Вокруг Света 1975 № 03 (2414) (Журнал «Вокруг Света») - страница 73

Но сегодня-то какой, казалось бы, страх? Заблудиться в наших принерльеких лесах трудно. Волчья пара, запущенная пару лет назад в соседний лесхоз с санитарными целями, на людей еще вроде бы не нападала. Про лесных разбойников тоже не слыхать. Ведь не лешего же им в конце концов бояться, нашим женщинам, в избе у каждой из которых стоит телевизор?

Но, впрочем, отчего бы и не лешего? Вон ведь, прекрасно я помню, как несколько лет назад, когда еще бабушка Ксенья в лес выходила, повела она нас впервые на Шипихино болото. И по дороге рассказывает:

— Приковыляла я это на край болотины, слышу, а он с другой стороны посвистывает. Я стою, а он все бродит, посвистывает. Ну, думаю, ладно, я к тебе туда не пойду, хоть ты несвистись, окаянной. Я себе и тут, с краешку, ягоду наберу.

— А кто же это был, бабушка?

— Как кто, он сам и был — леший...

И бабушка Ксенья поглядела на нас с улыбкой. И радость превосходства была в ее улыбке: хоть и ветхая она старуха, но оказалась мудрей лесного свистуна.

Странная это, загадочная и неопределенная область — лесные страхи.

Мне не стыдно признаться, что сам я нередко испытываю в лесу страх, более или менее заметный, и не только ночью, но иногда и среди бела дня. И от многих своих знакомых знаю, что такое бывает чуть не с каждым из нас. Слегка подсмеиваясь над собой и недоуменно пожимая плечами, говорили мне об этом мужчины завидного физического здоровья, люди с крепкой нервной системой, умеющие проявить решительность и отвагу в делах, затрагивающих судьбы больших современных производств и коллективов.

Причину лесного страха чаще всего уловить невозможно. Иногда идешь по светящейся во тьме дороге, по которой ты уже шел как-то ночью и ничего нехорошего тогда не испытывал, а тут вдруг начинаешь ловить себя на том, что тебе хочется повернуть голову назад или остановиться и прислушаться: не спешит ли кто за тобой, не слышно ли треска в кустах? Какие-то невнятные звуки роятся над тобой, в полете светляков чудится что-то угрюмо-колдовское. При всем этом ты почти уверен, что сейчас в лесу нет другого человека, кроме тебя, что к тебе наверняка не выйдет никакой зверь, разве что малая птаха вдруг сорвется почти из-под ног, и ей-то не смешно испугаться, а тебе, такому большому, — вроде бы смешно.
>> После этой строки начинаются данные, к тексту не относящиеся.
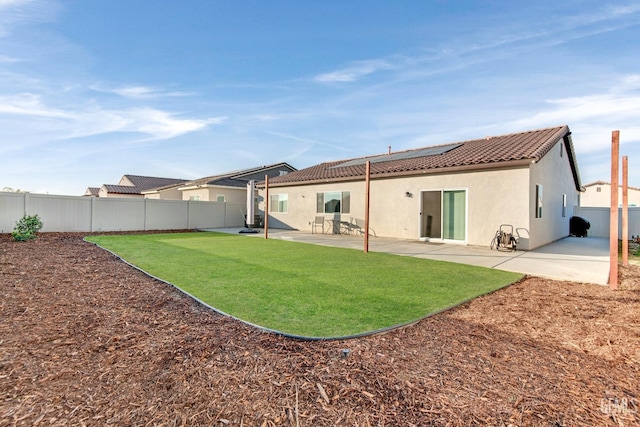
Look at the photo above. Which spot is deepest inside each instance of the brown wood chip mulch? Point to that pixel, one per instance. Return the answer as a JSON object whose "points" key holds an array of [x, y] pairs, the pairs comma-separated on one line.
{"points": [[87, 340]]}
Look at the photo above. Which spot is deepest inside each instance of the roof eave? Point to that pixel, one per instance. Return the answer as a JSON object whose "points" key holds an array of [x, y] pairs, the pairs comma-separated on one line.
{"points": [[422, 172]]}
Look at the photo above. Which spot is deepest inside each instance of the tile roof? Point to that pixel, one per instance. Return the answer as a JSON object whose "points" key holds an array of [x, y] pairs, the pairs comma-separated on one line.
{"points": [[591, 184], [92, 191], [490, 152], [143, 183]]}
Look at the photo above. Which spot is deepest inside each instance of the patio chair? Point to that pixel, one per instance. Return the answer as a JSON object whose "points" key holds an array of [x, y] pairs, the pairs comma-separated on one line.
{"points": [[317, 222]]}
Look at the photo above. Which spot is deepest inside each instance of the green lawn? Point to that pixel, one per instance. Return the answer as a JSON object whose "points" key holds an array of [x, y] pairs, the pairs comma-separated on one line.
{"points": [[304, 289]]}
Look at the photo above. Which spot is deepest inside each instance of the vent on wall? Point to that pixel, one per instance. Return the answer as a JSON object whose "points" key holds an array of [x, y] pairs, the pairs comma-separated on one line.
{"points": [[403, 155]]}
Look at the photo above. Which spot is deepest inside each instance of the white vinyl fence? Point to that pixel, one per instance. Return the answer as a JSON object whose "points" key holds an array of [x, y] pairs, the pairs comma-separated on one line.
{"points": [[95, 214], [599, 219]]}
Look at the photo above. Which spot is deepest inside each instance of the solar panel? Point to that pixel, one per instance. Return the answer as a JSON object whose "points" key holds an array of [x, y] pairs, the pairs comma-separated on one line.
{"points": [[403, 155]]}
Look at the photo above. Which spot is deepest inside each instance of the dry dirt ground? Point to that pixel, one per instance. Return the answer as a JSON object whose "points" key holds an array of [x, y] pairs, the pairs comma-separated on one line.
{"points": [[87, 340]]}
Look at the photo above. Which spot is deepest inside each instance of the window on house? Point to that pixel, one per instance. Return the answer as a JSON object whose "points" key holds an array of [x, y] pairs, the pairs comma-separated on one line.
{"points": [[538, 201], [333, 202], [278, 203]]}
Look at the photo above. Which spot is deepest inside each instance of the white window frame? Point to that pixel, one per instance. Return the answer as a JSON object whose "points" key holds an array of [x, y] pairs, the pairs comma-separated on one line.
{"points": [[538, 202], [344, 195]]}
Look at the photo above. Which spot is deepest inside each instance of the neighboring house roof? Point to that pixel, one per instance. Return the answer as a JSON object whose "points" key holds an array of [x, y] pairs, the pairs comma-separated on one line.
{"points": [[92, 191], [137, 184], [238, 178], [491, 152], [143, 183]]}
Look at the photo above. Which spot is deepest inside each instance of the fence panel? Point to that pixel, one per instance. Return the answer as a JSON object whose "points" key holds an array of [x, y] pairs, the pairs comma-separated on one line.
{"points": [[118, 214], [166, 215], [68, 213], [11, 210], [87, 214]]}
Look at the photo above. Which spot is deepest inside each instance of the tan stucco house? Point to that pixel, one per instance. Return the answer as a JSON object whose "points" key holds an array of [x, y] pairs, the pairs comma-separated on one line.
{"points": [[598, 194], [459, 192]]}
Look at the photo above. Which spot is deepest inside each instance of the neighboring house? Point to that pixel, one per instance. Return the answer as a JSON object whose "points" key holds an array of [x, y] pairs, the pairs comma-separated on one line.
{"points": [[229, 187], [598, 194], [132, 186], [92, 191], [460, 192]]}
Страх тем не менее все растет и растет в тебе, ты убыстряешь шаг, тщетно пытаешься петь что-нибудь бодрое про себя (ни-ни вслух!), спина и затылок в напряжении, сердце ходит в груди сдавленными, томительными толчками. И вдруг, когда тебе кажется, что ты сейчас не выдержишь и побежишь, страх неизвестно куда исчезает, и тебя постепенно заполняет такое восторженное, освобожденное, победительное чувство, такое полное доверие к этим смутным кустам, к этим темным кронам, к этому доброму бормотанию ночного жука, ко всему сладко спящему лесу, что ты готов и сам лечь здесь спать — под первым попавшимся лиственным навесом.